Thanks for any help you can give me.
[gig]


----------



## belén

Please check this thread and see if it works out.
Cheers,
Belén


----------



## el alabamiano

GiggLiden said:
			
		

> I went to the profile section and uploaded an icon, well within the size specs. How do I get it to show next to my messages?
> 
> Thanks for any help you can give me.
> [gig]


This image (90x65) is in your profile. (You have to be logged in to see it in yours/anyone's profile--if one has been uploaded.) Avatars are separate images. To upload, click your Control Panel link, then click Edit Avatar. Remember, too, that the avatar size is different from the profile (photo).

«El tamaño máximo de tu imagen es de 80 X 80 pixels o 2.0 KB (lo que sea más pequeño).»


----------



## GiggLiden

el alabamiano said:
			
		

> This image (90x65) is in your profile. (You have to be logged in to see it in yours/anyone's profile--if one has been uploaded.) Avatars are separate images. To upload, click your Control Panel link, then click Edit Avatar. Remember, too, that the avatar size is different from the profile (photo).
> 
> «El tamaño máximo de tu imagen es de 80 X 80 pixels o 2.0 KB (lo que sea más pequeño).»



It really works wonders when you have friends in high places!!!

 Followed your most helpful advice, and you will see the results in this very memo.

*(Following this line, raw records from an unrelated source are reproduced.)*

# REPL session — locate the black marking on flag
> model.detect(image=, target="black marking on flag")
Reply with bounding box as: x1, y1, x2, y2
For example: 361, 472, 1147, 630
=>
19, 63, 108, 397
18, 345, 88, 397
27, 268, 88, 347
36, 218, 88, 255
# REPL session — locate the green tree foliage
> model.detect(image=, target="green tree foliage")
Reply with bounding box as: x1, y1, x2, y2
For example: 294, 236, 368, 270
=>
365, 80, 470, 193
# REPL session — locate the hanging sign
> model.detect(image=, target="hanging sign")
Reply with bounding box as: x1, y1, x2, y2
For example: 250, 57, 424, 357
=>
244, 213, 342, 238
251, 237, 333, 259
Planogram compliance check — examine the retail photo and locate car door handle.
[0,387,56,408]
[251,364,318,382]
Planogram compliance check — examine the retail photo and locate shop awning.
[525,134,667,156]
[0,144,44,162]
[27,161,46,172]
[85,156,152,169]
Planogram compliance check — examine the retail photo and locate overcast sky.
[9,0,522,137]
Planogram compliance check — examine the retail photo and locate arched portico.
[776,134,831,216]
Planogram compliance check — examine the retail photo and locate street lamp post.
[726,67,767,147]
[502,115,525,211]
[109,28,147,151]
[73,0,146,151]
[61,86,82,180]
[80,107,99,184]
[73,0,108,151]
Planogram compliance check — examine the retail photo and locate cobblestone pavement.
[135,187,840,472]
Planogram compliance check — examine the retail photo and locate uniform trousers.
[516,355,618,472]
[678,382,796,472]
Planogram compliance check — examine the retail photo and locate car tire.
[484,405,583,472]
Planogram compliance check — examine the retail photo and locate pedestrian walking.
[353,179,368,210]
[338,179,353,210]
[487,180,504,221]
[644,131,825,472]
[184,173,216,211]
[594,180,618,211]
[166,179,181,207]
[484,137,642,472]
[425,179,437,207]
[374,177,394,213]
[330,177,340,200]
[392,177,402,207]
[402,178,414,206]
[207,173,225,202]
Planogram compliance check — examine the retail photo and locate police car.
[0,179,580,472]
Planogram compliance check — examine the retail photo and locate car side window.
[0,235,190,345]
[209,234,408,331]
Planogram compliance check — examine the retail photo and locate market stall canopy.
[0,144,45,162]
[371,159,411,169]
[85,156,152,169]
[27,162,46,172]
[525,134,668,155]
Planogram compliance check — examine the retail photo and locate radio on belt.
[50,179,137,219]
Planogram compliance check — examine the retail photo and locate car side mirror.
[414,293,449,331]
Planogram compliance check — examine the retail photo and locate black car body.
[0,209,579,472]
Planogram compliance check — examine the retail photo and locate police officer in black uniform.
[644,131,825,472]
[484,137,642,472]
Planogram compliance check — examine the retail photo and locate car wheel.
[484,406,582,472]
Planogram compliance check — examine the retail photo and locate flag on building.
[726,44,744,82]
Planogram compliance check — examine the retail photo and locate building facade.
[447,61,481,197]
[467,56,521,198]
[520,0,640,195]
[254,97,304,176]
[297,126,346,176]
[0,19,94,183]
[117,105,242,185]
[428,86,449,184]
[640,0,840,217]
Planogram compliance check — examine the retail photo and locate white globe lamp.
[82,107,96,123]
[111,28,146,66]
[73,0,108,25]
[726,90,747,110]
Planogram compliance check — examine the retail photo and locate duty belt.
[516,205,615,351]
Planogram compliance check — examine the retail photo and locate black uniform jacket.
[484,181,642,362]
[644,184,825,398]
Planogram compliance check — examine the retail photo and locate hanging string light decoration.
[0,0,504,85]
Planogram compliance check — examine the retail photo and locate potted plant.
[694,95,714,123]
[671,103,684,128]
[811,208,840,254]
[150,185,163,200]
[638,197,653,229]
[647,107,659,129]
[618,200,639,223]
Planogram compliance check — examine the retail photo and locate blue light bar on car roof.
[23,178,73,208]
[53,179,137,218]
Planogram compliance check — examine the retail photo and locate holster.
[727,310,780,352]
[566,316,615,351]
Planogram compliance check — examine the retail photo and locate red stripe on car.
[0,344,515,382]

 Muchas gracias, amigo amable, por tu ayuda generosa.


----------



## GiggLiden

belen said:
			
		

> Please check this thread and see if it works out.
> Cheers,
> Belén



The thread checked out just fine, oh, helpful one, and I didn't drop a single stitch.

As you can see, your instructions worked exactly "as advertised," and I am now the proud possessor of an avatar. (Whatever that is)  

I O U 1.  Whenever you're in the neighborhood, stop in for a free lunch!


----------



## Everlearn

Thanks so much, GiggLiden for asking this question...I was having the same problem...and found a great solution!


----------



## el alabamiano

GiggLiden said:
			
		

> It really works wonders when you have friends in high places!!! Followed your most helpful advice, and you will see the results in this very memo. Muchas gracias, amigo amable, por tu ayuda generosa.


de nada


----------



## GiggLiden

Everlearn said:
			
		

> Thanks so much, GiggLiden for asking this question...I was having the same problem...and found a great solution!



Seems only fair. Many is the day that I've ridden on somebody else's coat tails, who had the temerity to ask ... "how do you...?" And I just steal the many useful answers (s)he unearths!

Carpe diem


----------